Open Repositories Developer Challenge: MicroservicesAs part of the Developer Challenge at Open Repositories 2011, Jessie Keck, Michael Klein, Bess Sadler and I submitted the emergent community for Ruby-based curation microservices. While I had written some initial code in late 2010, I only intended to experiment with the California Digital Library microservices and explore how the microservices model could be used within an application, so it was never intended to be "production" ready. Taking inspiration from Jim Jagielski's opening keynote "Open Source: It’s just not for IT anymore! (pdf)", we wanted to help foster a community around the microservices, and so we took a number of initial steps to convert the various implementations of ruby microservices into a better community-driven, collaborative project:
- Created a microservices "organization" on github to hold the community-driven source code repositories. Before, the projects were held under a personal account that had a diversity of projects in various states of use and support. By creating a topic-driven organization, we hope to attract contributors and promote easier discovery of these projects
- Created a mailing list to record decisions, answer questions, and collaborate.

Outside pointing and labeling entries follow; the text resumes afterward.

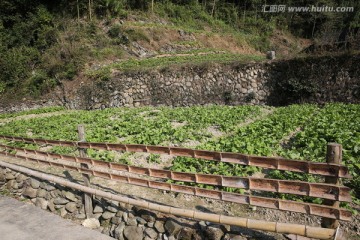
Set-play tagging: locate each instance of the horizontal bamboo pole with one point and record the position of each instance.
(325, 191)
(292, 206)
(316, 168)
(307, 231)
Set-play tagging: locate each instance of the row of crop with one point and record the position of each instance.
(259, 138)
(339, 123)
(32, 111)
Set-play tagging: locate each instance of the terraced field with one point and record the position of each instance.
(296, 132)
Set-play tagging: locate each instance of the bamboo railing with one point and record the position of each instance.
(331, 191)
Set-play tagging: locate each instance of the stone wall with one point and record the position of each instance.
(301, 80)
(121, 221)
(280, 82)
(183, 87)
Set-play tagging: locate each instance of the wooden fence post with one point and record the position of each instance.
(333, 155)
(86, 177)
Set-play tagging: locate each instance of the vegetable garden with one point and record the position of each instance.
(297, 132)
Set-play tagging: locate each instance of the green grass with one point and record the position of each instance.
(311, 127)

- Agreed to a set of standards and practices for microservices projects to ensure consistency and quality across these projects:
- Basic "meta" files -- like README, TODO, LICENSE, etc -- should be present and contain enough information to help people get started using and contributing to the projects
- Clarified source code licenses, and standardized on the Apache Public License 2.0 for each project.
- Vastly improved the source code testing and documentation coverage, and standardized around rspec and yard. Projects are now subject to continuous integration to ensure tests pass, documentation is built, and test coverage remains high.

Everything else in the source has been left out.